When Jesus finishes speaking, we can sense the atmosphere in the synagogue has shifted drastically, from amazement and wonder in verse 22 to rage in verse 28. I can hear the first shout from one in the audience, “Who are you to say all of this, son of Joseph?” “How would you know any better than the rest of us, or have your miracles gone to your head?” Or for the ones who remember Jesus’s conception and birth, some might have said, “You were born among animals in Bethlehem, conceived before your parents were even married. How would you have any idea what God almighty is going to do?” After the first insults are thrown at Jesus, the shouting comes down like an avalanche as the audience, now a mob, surrounds Jesus in their fury. Some of the men grab him by the arms and begin walking him to the edge of town, leading the mob to the cliff as they all continue to shout at Jesus. This place might have been the local trash heap where dead animals and waste were thrown to keep all of it distant from the people. Somehow Jesus gets loose from his captors and passes through the midst of the crowd on his way to anywhere but home, an affirmation of the truth that he spoke initially in the synagogue.

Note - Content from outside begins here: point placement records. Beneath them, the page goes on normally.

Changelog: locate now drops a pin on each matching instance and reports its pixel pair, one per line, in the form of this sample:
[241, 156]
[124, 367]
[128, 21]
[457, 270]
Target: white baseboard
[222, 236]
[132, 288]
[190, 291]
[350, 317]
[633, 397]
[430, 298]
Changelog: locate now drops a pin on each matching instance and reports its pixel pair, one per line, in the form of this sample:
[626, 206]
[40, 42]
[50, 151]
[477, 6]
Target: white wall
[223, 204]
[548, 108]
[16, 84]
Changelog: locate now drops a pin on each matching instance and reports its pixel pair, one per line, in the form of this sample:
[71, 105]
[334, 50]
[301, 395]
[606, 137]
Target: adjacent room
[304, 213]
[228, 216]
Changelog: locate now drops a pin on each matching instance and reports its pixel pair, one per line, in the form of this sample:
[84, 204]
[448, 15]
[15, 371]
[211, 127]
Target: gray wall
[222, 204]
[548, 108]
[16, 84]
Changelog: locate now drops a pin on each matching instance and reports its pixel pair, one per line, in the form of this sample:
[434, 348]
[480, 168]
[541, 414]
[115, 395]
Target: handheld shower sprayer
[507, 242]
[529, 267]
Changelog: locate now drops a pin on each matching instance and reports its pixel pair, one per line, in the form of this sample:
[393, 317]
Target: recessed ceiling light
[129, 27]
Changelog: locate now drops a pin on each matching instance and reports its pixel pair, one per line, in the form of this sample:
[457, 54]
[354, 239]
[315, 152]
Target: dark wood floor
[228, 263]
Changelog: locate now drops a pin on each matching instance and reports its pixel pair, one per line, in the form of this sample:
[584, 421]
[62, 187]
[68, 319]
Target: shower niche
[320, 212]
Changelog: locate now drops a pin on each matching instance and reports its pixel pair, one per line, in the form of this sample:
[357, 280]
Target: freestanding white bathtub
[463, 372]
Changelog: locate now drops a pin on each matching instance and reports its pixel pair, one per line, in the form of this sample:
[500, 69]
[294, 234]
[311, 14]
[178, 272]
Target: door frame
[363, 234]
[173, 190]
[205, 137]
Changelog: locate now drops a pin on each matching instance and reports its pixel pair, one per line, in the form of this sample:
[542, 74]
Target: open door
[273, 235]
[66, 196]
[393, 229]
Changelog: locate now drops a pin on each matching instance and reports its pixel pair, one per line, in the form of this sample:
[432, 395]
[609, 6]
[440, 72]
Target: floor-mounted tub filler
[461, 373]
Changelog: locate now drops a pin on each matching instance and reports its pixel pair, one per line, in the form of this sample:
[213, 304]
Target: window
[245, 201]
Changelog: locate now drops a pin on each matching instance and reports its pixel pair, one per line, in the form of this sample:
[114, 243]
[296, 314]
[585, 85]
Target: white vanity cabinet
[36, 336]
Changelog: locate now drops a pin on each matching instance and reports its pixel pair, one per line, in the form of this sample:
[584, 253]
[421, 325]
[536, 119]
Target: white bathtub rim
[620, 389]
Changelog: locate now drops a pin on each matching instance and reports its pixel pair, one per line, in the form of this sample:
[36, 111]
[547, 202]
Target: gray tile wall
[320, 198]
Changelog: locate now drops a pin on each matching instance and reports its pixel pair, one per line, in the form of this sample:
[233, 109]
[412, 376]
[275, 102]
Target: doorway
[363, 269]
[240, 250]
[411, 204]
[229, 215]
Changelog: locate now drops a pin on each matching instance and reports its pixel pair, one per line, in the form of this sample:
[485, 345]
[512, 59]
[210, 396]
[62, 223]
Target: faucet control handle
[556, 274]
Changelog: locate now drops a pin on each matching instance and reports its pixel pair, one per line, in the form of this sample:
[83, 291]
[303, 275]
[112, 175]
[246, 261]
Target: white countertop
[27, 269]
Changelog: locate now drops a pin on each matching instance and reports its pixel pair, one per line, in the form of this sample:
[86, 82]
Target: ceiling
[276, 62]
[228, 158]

In this moment, I wonder if Jesus had come, expecting such a response, or if he had been truly surprised and heart-broken by the very people that he had grown up knowing and caring for. The truth of that experience in Nazareth must be haunting his walk to Capernaum: “no prophet is accepted in the prophet’s hometown.” The intentions of the covenant fall on deaf ears and blind eyes among Jesus’s neighbors and friends. Can’t they see it? Can’t they hear the winds of the Spirit moving? The steadfast love of God has come in Jesus to be shared with everyone, even Israel’s enemies and oppressors, which we will see throughout the rest of Jesus’s ministry. Exactly at those moments when we would expect someone to be excluded because they are not thought to be a part of the chosen people, Jesus will astound and amaze us by including them in the great renewal and redemption that has come: a Roman soldier or centurion, a Samaritan woman, a leper, a demon-possessed person, a corrupt and cheating tax collector, an unclean person, and even a child. It is exactly at the moment of judgment when we want to make certain of who is and is not loved by God that Jesus walks into the situation and destroys all of our pretense and prejudice.
Lest we judge the people of Nazareth too harshly, we must look at our own longings for restoration and renewal or our attempts to claim God’s promises and love for ourselves, while selectively extending them to those whom we deem worthy or acceptable. How often have we envied the perceived blessing of others around us by God and longed for God to move in our situation as the people of Nazareth expect of Jesus? Can we bear to hear and see today the radical nature of God’s grace? Can we begin to lean into the leading of the Holy Spirit as we reach out in hope to our enemies and friends, inviting them into the same grace that is transforming and holding us? Can we broaden our horizons, see beyond our resentment and prejudice, listen for the voice and leading of the Holy Spirit among those whom we have written off or ignored? Or maybe, where we are right now is in the mob, attempting to push Jesus off of the edge of the cliff because we struggle to hear and see the kingdom come among us, let alone welcome it.
In an era of intense polarization, disagreement, and demonization, can we begin to see the grace of God working in those who seem furthest from our point of view? I think especially this week of the news report that President Biden had a special military unit attack the home and kill the leader of ISIS, a supposedly necessary casualty among many in an on-going conflict with an organization that has no allegiance to a particular nation-state. What does the creative peacemaking of the stories of Elijah and Elisha inspire in us in moments like these when we are almost always told that the best solution to our struggle with our enemies is violence through guns, bombs, drones, and soldiers? If Jesus has come to bring the good news of liberation, freedom, hope, peace, and vision to all people, even those we consider below such dignity and grace, how can we be the hands and feet of Jesus? Even today, we seek to hear and see the kingdom come in us, among us, and through us as we carry on the mission of our Lord Jesus.